Access conditions, contribution records, and benefit regulations are all crucial factors affecting the impact of marketized public and private pensions on income inequality in old age. Mandatory supplementary pensions as well as wide-spread collective agreements are important to increase coverage among current and future workers, particularly among those with flexible employment. Today’s rate of recipients depends on past efforts, thus only the mature multipillar systems have achieved a high and more equal distribution of private pension coverage with respect to gender, household type, and income group. Among current recipients, the public pillar still dominates in many Bismarckian systems, while the multipillar systems already have widespread supplementary pensions. Yet there are significant disparities with respect to gender, household, and income group: women, single pensioners, and low income households rely much more on public pensions than other social groups. In multipillar systems the highest income group profits most from retirement income via funded pensions. As a consequence, private pensions have become a major cause of the reproduction of market income inequalities in old age—at least above the level of public basic security. The Bismarckian systems, designed to maintain status, have reproduced inequalities from their early days, and recent reforms will reduce public benefits, leaving room for market-induced inequalities through voluntary private pensions, unless state or collective regulation succeeds in increasing coverage and socially redistributive elements.

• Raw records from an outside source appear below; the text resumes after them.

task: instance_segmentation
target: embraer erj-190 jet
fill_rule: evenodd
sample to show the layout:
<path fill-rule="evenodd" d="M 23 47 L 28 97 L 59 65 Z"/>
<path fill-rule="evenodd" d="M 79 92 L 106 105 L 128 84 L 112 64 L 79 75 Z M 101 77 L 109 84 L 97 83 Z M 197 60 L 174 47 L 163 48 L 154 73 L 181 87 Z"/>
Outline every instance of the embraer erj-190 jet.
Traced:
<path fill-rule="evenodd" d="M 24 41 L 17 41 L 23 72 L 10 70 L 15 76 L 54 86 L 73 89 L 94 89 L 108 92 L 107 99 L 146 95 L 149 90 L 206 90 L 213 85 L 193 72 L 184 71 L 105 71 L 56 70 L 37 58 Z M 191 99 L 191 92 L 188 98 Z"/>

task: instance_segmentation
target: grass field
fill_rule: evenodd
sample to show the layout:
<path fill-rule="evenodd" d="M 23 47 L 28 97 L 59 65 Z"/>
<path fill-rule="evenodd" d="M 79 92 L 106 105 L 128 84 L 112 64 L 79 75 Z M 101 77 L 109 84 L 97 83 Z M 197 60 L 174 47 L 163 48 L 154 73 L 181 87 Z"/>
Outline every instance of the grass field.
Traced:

Although public pensions, particularly in multipillar systems, have reduced the risk of poverty and the degree of inequality in old age, the different public-private mixes still entail a relatively similar overall reproduction of social inequalities. Individual pension income follows the pension system design: in the Bismarckian dominantly public systems due to the equivalence principle and in the multipillar systems via supplementary pensions. Moreover, as welfare states have been challenged by the financial and economic crises of the 2000s, individuals relying on funded pensions have also faced volatile financial risks and this individualization of risks may become even more imposing in the future. Only broad-based public policies and collectively negotiated self-regulation can pool risks and redistribute benefits to effectively counteract social inequalities in life expectancy. The comparison of European pension systems shows that the shift toward increasing privatization amplifies the already existing level of social inequality.

The potential increase in old age poverty for social risk groups is due to cutting back of public pension benefits, the insecurities of funded savings, and potential threat of unemployment among older workers. Hence, the public system (including social assistance) remains to be the main protector against old age poverty today but also in the future. Well-developed Beveridge and generous Bismarckian systems have been able to lower old age poverty thus far, but it may increase in the future, increasing political pressures to raise basic pension levels or provide guaranteed minimum income in earnings-related systems. The increased tightening of benefits to the employment relationship and contribution record in both public and private pensions will further lead to inequalities between those that have had advantageous employment and those with precarious jobs and new social risks. The retreat of the state may ironically increase the political pressures for its increased role in securing and regulating old age income provision in old age. The poverty and inequality among the elderly may thus require further adaptations by policy-makers and non-state actors.